TV broadcasting organizations like the BBC (British Broadcasting Corporation) or the VRT (Flemish Radio and Television Broadcasting Organization) are making news broadcasts accessible to deaf people by overlaying a sign language interpreter on the screen. This creates a large amount of data where spoken language is interpreted into sign language. However, translating sign language to written Dutch is challenging due to the lack of examples and the lack of a one-to-one mapping between sign language and written language.

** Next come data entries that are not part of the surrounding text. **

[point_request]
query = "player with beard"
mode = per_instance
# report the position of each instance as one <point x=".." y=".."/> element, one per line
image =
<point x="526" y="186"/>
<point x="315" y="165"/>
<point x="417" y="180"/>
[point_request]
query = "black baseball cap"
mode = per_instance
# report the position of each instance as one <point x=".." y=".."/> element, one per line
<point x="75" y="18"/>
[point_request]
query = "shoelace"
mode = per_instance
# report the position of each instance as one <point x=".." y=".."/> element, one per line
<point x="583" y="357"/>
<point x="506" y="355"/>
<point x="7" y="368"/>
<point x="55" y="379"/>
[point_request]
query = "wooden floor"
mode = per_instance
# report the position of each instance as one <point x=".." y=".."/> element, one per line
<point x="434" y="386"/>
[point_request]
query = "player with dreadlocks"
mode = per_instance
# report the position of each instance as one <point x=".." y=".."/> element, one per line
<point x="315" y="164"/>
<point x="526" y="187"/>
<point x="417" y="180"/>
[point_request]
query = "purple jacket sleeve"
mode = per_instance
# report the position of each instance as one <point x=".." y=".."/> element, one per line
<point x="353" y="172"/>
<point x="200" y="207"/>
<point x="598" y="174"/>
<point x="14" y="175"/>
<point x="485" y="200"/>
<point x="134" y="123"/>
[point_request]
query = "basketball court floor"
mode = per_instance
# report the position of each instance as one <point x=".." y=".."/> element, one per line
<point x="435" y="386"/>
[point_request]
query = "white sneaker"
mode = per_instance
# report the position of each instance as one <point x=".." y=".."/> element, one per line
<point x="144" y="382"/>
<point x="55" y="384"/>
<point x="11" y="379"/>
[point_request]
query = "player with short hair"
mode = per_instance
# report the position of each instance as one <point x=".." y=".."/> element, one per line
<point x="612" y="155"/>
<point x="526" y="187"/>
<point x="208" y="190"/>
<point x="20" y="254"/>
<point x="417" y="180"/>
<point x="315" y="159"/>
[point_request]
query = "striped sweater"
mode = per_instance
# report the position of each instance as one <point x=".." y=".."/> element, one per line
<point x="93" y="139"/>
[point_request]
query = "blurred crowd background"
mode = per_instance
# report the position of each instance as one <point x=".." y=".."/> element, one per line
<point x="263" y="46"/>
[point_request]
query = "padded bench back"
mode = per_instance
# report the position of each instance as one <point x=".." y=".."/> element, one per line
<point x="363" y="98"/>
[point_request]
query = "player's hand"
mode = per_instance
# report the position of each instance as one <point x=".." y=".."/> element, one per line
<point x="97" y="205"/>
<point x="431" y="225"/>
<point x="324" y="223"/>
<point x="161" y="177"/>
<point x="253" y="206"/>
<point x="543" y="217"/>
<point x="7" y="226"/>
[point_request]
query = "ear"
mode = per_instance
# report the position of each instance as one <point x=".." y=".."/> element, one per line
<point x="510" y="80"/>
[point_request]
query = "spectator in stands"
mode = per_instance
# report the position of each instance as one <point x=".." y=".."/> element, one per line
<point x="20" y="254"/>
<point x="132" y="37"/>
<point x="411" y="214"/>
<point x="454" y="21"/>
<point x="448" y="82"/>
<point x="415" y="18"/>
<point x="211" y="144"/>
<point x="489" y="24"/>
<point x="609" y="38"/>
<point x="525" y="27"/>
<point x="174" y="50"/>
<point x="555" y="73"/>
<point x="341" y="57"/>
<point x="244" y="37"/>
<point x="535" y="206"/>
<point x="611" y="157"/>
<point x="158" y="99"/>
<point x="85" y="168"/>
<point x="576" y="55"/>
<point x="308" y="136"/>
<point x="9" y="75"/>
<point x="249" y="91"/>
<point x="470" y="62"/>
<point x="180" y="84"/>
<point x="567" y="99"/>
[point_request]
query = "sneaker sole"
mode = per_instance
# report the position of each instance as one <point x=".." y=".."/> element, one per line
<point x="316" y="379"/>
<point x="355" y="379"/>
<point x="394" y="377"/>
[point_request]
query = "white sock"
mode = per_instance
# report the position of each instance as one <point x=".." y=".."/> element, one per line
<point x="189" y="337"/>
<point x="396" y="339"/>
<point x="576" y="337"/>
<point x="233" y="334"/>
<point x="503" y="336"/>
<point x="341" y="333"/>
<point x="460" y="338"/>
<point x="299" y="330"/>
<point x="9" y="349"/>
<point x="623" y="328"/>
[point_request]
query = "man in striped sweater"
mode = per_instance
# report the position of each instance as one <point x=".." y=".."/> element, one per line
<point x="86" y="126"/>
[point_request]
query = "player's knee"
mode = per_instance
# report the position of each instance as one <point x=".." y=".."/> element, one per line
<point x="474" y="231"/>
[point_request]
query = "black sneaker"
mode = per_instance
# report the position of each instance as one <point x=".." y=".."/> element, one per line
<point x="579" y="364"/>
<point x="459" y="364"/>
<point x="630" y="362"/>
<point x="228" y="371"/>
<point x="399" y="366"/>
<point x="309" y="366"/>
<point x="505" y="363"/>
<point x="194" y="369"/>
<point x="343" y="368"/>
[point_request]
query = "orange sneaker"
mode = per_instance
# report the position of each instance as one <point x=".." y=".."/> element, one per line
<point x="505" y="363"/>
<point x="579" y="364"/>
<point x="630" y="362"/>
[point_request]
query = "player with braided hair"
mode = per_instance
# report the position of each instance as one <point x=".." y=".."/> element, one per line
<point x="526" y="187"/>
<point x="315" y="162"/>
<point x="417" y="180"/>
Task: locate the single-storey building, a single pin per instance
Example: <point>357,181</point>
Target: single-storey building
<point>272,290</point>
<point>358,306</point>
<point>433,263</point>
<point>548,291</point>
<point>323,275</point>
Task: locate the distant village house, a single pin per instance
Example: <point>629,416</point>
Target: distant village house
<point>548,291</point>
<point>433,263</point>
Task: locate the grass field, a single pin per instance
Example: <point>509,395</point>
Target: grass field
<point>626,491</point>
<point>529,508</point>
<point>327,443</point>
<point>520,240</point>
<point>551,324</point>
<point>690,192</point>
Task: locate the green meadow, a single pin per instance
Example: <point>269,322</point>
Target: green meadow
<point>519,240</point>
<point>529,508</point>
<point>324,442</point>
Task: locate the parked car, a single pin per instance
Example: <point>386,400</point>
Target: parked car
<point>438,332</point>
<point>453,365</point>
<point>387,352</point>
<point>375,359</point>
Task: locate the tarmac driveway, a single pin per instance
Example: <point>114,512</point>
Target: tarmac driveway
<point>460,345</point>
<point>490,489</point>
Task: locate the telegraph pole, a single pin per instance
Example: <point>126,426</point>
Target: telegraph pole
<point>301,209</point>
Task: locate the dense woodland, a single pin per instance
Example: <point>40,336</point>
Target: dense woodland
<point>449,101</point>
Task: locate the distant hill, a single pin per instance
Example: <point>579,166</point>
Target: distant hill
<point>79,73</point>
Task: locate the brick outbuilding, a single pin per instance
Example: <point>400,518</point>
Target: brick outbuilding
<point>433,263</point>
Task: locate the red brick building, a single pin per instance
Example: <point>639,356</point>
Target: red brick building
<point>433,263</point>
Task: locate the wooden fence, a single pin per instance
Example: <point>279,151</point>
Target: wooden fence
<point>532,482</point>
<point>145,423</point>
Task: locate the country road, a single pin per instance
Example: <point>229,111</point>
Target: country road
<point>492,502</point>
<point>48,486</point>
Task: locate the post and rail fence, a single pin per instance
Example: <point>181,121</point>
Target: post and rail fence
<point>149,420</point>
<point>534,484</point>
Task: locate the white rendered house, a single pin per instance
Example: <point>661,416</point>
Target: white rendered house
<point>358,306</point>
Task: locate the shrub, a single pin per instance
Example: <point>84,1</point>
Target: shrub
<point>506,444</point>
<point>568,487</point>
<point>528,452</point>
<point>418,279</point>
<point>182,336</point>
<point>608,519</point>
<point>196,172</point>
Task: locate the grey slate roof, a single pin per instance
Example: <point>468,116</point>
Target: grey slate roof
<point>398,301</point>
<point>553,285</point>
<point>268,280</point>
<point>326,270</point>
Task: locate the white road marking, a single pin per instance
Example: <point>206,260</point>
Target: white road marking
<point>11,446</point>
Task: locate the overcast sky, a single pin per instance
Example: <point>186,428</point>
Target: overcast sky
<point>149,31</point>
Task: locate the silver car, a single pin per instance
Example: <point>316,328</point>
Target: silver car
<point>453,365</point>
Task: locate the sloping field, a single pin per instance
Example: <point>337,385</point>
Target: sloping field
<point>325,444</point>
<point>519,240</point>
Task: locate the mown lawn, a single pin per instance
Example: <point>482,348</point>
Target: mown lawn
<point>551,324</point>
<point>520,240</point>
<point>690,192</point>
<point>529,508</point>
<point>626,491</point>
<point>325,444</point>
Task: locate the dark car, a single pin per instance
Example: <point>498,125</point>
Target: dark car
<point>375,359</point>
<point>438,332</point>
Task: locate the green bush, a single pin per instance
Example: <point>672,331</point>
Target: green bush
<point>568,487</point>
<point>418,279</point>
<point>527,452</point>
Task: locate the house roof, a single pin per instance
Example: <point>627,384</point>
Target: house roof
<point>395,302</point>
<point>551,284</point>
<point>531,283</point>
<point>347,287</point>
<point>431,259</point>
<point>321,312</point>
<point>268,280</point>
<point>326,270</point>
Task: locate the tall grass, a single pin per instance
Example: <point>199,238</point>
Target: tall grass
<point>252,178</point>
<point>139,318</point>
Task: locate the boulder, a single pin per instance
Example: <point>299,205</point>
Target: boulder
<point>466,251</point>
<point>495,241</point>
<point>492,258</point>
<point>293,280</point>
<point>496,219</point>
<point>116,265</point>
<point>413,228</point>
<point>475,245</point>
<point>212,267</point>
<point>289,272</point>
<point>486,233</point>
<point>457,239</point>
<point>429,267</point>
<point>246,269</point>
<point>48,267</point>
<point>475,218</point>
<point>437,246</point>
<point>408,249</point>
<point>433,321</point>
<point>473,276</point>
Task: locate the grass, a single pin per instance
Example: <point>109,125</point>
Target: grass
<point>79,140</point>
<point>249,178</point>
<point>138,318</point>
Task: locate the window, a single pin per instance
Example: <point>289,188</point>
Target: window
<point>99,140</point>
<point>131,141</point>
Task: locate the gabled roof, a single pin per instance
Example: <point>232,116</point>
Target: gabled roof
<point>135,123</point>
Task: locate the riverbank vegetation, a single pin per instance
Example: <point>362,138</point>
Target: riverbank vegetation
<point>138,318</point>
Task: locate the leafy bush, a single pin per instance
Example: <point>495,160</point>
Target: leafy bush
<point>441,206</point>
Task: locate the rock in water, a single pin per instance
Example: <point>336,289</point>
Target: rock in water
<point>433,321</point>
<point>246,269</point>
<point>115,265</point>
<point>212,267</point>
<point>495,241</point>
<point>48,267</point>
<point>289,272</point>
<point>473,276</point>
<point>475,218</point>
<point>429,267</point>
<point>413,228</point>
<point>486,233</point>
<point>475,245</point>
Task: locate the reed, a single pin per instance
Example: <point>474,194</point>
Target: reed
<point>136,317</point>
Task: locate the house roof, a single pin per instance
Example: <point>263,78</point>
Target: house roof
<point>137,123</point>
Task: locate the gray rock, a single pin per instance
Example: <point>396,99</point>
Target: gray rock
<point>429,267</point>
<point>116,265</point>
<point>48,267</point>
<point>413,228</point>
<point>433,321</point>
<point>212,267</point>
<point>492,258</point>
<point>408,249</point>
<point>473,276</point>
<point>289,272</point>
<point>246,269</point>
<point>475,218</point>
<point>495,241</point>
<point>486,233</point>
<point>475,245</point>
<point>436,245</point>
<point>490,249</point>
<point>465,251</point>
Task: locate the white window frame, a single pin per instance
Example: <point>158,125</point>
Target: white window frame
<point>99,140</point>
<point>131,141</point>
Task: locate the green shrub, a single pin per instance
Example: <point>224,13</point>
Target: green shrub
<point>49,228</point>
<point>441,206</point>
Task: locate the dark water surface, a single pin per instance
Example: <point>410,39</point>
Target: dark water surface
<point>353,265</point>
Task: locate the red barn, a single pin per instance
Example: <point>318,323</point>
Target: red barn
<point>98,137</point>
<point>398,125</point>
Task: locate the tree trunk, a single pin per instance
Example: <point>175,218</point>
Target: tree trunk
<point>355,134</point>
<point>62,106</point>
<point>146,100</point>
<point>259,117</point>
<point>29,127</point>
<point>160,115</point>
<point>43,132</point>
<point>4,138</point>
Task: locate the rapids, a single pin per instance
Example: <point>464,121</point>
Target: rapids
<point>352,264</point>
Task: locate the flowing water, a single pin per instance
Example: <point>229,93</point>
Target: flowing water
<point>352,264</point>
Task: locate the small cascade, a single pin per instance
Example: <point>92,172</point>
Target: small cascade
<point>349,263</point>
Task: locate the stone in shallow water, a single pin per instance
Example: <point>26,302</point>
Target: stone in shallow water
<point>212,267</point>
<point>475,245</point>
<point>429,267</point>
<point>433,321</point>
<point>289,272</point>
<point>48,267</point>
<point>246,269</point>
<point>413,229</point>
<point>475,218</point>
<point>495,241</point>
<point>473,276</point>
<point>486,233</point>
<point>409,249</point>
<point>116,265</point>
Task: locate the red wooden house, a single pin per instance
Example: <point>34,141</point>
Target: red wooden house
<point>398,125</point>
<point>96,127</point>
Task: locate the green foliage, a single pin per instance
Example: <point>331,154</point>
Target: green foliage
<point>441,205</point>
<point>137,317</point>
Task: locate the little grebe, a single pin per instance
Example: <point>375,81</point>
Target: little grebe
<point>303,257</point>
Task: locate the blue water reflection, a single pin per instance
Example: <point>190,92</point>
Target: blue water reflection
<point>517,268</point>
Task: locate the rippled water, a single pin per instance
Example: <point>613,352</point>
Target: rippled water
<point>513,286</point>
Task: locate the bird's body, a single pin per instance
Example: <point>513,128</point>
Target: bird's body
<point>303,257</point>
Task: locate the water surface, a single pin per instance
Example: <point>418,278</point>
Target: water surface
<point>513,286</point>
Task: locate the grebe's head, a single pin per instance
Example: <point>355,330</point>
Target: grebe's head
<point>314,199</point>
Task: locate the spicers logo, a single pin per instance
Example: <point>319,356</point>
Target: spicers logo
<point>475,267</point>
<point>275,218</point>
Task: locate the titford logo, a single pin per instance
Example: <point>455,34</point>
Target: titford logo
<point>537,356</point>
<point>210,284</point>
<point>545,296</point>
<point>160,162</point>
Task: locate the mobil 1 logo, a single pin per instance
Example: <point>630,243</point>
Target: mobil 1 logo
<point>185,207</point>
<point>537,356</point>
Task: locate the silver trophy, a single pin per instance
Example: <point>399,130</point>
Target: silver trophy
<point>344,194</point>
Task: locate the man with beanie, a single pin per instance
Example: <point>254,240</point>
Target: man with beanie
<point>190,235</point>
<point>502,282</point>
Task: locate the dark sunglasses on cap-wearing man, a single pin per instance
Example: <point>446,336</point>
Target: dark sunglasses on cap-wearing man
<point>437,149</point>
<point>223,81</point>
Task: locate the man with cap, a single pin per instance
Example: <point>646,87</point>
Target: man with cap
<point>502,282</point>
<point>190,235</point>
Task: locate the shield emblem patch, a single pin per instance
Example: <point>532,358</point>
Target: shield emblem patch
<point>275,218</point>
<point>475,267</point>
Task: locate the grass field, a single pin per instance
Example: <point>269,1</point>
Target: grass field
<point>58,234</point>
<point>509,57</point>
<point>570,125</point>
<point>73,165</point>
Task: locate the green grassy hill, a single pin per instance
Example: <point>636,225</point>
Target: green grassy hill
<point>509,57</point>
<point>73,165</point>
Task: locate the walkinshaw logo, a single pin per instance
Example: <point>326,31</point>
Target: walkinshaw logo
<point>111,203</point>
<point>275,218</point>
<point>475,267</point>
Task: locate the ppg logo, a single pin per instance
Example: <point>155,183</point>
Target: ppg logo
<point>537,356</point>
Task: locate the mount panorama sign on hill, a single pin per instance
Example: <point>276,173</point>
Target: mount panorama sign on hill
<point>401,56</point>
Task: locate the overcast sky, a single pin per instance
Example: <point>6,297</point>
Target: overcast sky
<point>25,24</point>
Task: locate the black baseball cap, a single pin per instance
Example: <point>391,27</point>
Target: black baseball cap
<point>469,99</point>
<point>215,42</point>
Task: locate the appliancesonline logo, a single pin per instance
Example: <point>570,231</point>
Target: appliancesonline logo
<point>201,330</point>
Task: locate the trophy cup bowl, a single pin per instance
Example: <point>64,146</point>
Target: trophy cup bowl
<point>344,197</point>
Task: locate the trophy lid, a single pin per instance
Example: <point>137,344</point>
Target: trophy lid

In this chapter, we explore the problem of sign language recognition in TV news broadcasts and propose a model that aligns subtitles with sign language video fragments.
VRT news dataset
We collected a dataset of news videos with Flemish Sign Language interpreter overlays in collaboration with VRT. The dataset contains daily news broadcasts from September 2012 to July 2015, totaling 575 hours of usable and subtitled footage. The interpreter overlay is mixed with the background news broadcast, and there are four different interpreters and two different static backgrounds in the dataset.
Methodology
Our approach involves embedding the source sign language video fragments into a shared vector space using a convolutional neural network (CNN). We leverage an existing Word2Vec model trained on Dutch words to encode the target subtitles into the same vector space. We then calculate the matching scores between the source video fragments and the target words using dot products in the embedding vector space.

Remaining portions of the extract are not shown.